Conduit Sizes Chart

Cable is often routed through conduit or trunking during installation. When pulling a cable through a conduit, friction between the wires and the conduit walls can make it challenging to draw the cable.

Cable failure and wasted time can be avoided by predicting how many cables can be hauled through the conduit. Furthermore, heat can be generated by increased current signals traveling via cable. If too many of these wires are inside a conduit, the heat created can cause a fire.

When you split a piece of conduit in half, you’ll see that the interior and outside diameters differ due to the thickness of the conduit wall material. As a result, the conduit is known in the AV industry for its “trade size.”

This could apply to the pipe’s inner or outer diameters; commonly, the approximate outside diameter is referred to as “trade size.” (Read Curtain Sizes Chart)

EMT Conduit Sizes

Conduits come in a variety of shapes and sizes, including electrical metallic tube (EMT), intermediate metal conduit (IMC), rigid metal conduit (RMC), flexible metallic conduit (FMC), and polyvinyl chloride (PVC) conduit.

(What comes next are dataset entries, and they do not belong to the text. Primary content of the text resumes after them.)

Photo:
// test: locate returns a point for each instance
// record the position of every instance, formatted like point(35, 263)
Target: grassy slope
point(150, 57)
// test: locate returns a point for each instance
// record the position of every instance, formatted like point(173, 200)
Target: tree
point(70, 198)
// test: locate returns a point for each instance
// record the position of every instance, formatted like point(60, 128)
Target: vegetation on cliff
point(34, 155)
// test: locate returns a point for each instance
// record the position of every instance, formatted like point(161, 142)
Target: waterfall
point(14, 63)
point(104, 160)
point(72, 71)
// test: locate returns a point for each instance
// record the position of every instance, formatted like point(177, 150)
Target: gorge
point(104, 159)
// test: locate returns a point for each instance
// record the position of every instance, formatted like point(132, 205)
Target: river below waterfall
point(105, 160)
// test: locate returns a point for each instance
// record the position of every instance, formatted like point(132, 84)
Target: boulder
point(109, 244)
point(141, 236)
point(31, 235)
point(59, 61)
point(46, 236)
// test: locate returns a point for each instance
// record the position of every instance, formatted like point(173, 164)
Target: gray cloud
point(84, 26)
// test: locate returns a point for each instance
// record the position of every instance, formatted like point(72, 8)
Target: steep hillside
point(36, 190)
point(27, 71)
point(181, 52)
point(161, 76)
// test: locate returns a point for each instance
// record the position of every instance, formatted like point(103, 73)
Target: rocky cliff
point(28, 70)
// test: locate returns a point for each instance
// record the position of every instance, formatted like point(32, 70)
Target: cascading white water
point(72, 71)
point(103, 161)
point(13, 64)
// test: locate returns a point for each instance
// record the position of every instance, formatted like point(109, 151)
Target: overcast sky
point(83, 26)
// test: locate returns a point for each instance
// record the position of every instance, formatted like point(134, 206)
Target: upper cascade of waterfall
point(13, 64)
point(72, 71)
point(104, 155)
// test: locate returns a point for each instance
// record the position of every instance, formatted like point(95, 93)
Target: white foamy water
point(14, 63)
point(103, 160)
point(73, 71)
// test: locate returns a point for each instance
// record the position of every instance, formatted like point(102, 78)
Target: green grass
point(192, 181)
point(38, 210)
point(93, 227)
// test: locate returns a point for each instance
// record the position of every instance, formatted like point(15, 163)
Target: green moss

In our guide, you can check the EMT conduit sizes chart to ensure you are not overloaded.

By the end, you’ll find EMT dimensions; the conduit you have is in accordance with code, and the power inside will be supported when in use.

What Size Does Conduit Come In?

Conduit comes in conventional sizes of 1 m2, 2 m4, 1 m2, and 4 m2. Conduit diameter is typically measured in millimeters outside the United States and is determined by its diameter.

Therefore, 20mm, 25mm, 32mm, 40mm, and 50mm are typical metric outside dimensions. Electrical metallic tubing can have the same dimensions as PVC but will be harder to work with because of weight.

EMT Conduit Sizes Chart

Conduit Trade Size Outside Diameter Inside Diameter Max Support Distance
Rigid Metal (PVC)
1 1/4351.51038.41.38035145
1 1/2411.74044.21.61040.9145
2 1/2632.87573.02.46962.7166
3 1/2914.000101.63.54890.1207

Is Electrical Conduit Measured By ID or OD?

The exterior diameter of the tubing is stated in inches. Conduit manufactures rigid PVC conduit and fittings and PVC utility ducts.

In line with the National Electrical Code, PVC conduit and duct has been proven robust and effective for years of maintenance-free use in underground, encased, and exposed applications for commercial, industrial, and utility applications.

  • Commercial, industrial, and utility applications are all possible.
  • Resistant to corrosion in extended use
  • Non-galvanic and non-magnetic
  • It is self-extinguishing.
  • Impact Resistant
  • Corrosion-resistant
  • PVC is chemically resistant and usually unaffected by acidic soils or salts.
  • PVC Conduit has superior insulation properties and no power loss or conductor heating.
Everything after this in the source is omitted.